Paul booked the cavernous Twickenham Film Studio for the first two weeks of January 1969, summoned the Beatles, and hired a film crew. Twickenham, however, proved draftly, impersonal, and uninspring, especially because the cameras peeped over the band members' shoulders from dawn until dusk. The other Beatles weren't sure they wanted to preform untested material; in fact, they weren't sure if they wanted to play at all. They couldn't decide whether to prepare for a concert or develop new songs for an album. Tempers flared; at one point, George walked out on the band. He returned after a few days and pursuaded the others to invite Billy Preston, a friend from the Hamburg days, to sit in on keyboards, thus ensuring their civil behavior.

Facing growing resistance, Paul attempted to salvage the notion of a concert by scaling back the plan to an impromptu performance outdoors on the roof of Apple's offices. In order to record the album, the Beatles moved the production to their own studio, hastily assembled in the Apple bacement. The TV documentary and concert film colapsed into a humble cinema-verite feture, providing a handy way of fulfilling the Beatles' obligation to supply United Artists with a successor to Help! and A Hard Day's Night.

In one month's time the Beatles generated ninety-six hours of film, from which director Michael Lindasy-Hogg was to crreate a documentary of the events. (Meanwhile, George Martin and engineer Glyn Johns were left with ninety-six hours of mono soundtrack and over thirty hours of multitrack tape, which contained take after take of the songs that would appear on the Let It Be album.)

However, it does provide one piece of a puzzle that, when assembled, offers a unique window into a private world of the Beatles, and an oppertunity to examine great artists at work that is, perhaps, entirely without parallel. When the official movie, record, and book are combined with sprawling archival remnants of film and tape that have surfaced in bootleg form, the picture is vivid indeed: four extraordinary talented weary artists who have reached the limit of a historic collabortion and must now carry on as individuals.

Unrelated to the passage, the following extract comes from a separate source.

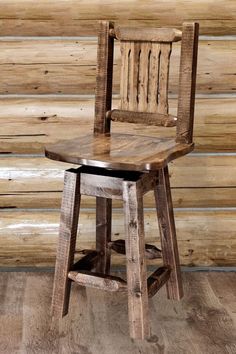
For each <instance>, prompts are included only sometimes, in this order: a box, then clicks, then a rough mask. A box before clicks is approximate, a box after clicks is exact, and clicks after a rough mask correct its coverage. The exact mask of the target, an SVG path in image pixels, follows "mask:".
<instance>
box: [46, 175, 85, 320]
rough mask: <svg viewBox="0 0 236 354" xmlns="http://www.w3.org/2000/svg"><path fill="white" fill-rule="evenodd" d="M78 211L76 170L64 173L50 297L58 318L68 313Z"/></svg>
mask: <svg viewBox="0 0 236 354" xmlns="http://www.w3.org/2000/svg"><path fill="white" fill-rule="evenodd" d="M79 209H80V174H79V173H77V172H76V170H73V169H70V170H67V171H65V177H64V189H63V196H62V205H61V218H60V228H59V240H58V249H57V258H56V268H55V276H54V288H53V296H52V315H53V317H55V318H60V317H63V316H65V315H66V314H67V313H68V306H69V298H70V288H71V280H70V279H68V272H69V271H70V269H71V267H72V265H73V262H74V252H75V244H76V236H77V227H78V217H79Z"/></svg>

Let It Be met with a poor reception from both fans and the press. It did, however, win an Academy Award in 1970 for Best Origional Song Score. On the Apple Rooftop, the Beatles play: "Get Back," "Don't Let Me Down," "I've Got a Feeling," "One After 909," and "Dig A Pony." In the Studio, either in jam sessions or in properly rehearsed performances, the Beatles perform: "Piano Theme" (McCartney), "Don't Let Me Down," "Maxwell's Silver Hammer," "Two Of Us," "I've Got A Feeling," "Jazz Piano Song" (McCartney-Starkey), "Across The Universe," "Dig A Pony," "Suzy Parker" [as "Suzy's Parlor"] (Lennon-McCartney-Harrison-Starkey), "I Me Mine," "For You Blue," "Besame Mucho" (Valazquez-Skylar), "Octopus' Garden," 'You Really Got a Hold on Me" (Robinson), "The Long and Winding Road," "Shake, Rattle and Roll" (Calhoun), "Kansas City/Miss Ann/Lawdy Miss Clawdy" (Leiber-Stoller/Dolphy/Price), "Dig It," and "Let It Be."